Today is another one of those “where were you when” days ~ the ones my generation like to ponder with a sentimentality which increases with the passing of years. This particular anniversary – of the explosion of the space shuttle Challenger – has perhaps paled in significance when compared with our more recent penultimate national tragedy. But because today is the quarter century anniversary of that horrific event, it’s gotten more press than usual.
So where was I on that day? I was in the office of our local cystic fibrosis foundation, stuffing envelopes. I’d decided to do some volunteer work, and I’m not sure how I happened to choose working for the CFF, but I’d been going there once a week since my son started kindergarten that fall. I remember I was addressing thank you cards for memorial gifts – addressing them by hand, mind you, because there were no computers in those days, and the lone typewriter was reserved for the director’s secretary. Besides that, I think it was felt that a hand addressed note was more personal. And I had nice handwriting, so the job fell to me.
Someone in the office heard the news on the radio, alerted the rest of us, and we gathered around a small television that appeared from somewhere. We stood there transfixed, watching the endless replays as the shuttle rose into the clear blue sky (why does the sky always seem so perfectly blue on these days of national tragedy?) and then suddenly become nothing but billows of white smoke you could almost have mistaken for the fluffy white clouds that would be typical on a winter morning in Florida.

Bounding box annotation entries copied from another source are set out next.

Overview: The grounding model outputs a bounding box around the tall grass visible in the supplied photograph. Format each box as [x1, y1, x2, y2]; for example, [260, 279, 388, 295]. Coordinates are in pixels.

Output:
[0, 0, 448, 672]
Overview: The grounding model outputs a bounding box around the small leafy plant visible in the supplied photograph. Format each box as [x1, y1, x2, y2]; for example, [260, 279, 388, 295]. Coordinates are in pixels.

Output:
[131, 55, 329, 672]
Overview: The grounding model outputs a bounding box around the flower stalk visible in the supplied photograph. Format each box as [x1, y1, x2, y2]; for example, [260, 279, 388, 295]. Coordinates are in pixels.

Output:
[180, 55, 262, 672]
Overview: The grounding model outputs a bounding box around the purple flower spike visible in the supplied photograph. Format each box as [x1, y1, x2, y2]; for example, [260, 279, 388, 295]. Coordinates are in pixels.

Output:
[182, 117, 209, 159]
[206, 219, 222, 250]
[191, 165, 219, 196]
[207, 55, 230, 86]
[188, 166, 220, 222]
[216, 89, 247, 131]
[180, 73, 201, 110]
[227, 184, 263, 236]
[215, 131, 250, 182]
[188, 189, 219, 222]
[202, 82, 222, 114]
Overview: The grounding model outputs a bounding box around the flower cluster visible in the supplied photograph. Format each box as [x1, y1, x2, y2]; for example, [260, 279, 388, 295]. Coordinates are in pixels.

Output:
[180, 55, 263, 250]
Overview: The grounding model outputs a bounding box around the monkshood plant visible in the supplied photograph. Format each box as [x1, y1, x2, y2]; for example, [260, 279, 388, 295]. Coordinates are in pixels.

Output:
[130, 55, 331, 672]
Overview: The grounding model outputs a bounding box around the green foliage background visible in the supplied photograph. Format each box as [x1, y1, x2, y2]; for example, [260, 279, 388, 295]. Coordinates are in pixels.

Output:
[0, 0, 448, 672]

While I watched this tragedy unfold on a tiny screen, it occurred to me that my parents-in-law were most likely seeing it happen in person. At that time, they spent the winters in a small condo on Cocoa Beach, just a few miles away from Cape Canaveral, and the residents routinely took their lawn chairs out into the front lawn to watch the frequent shuttle launches. Because it was 1985 and I couldn’t whip out my cell phone to call them, I had to wait until I got home that afternoon to hear their reaction.
“It was just the most awful thing I ever saw in my life,” my mother in law said. “Seeing that rocket ship go up there like they always do, and then suddenly – nothing but smoke! We all knew something terrible had happened. But we couldn’t believe it would just blow up like that, with not a trace left.” Although neither of them ever spoke about it to us again, they sold their place in Florida soon afterward, and never watched another space launch in person or on television.
Those kinds of tragic occurrences, the loss of life, the failure of technology, are humbling to say the least. They make us recognize not only our mortality and the insecurity of life in general, but also the fallibility of our dreams. One false move, one unchecked statistic, one faulty part, and everything we hold dear goes up in smoke.
It makes life challenging, that’s for sure.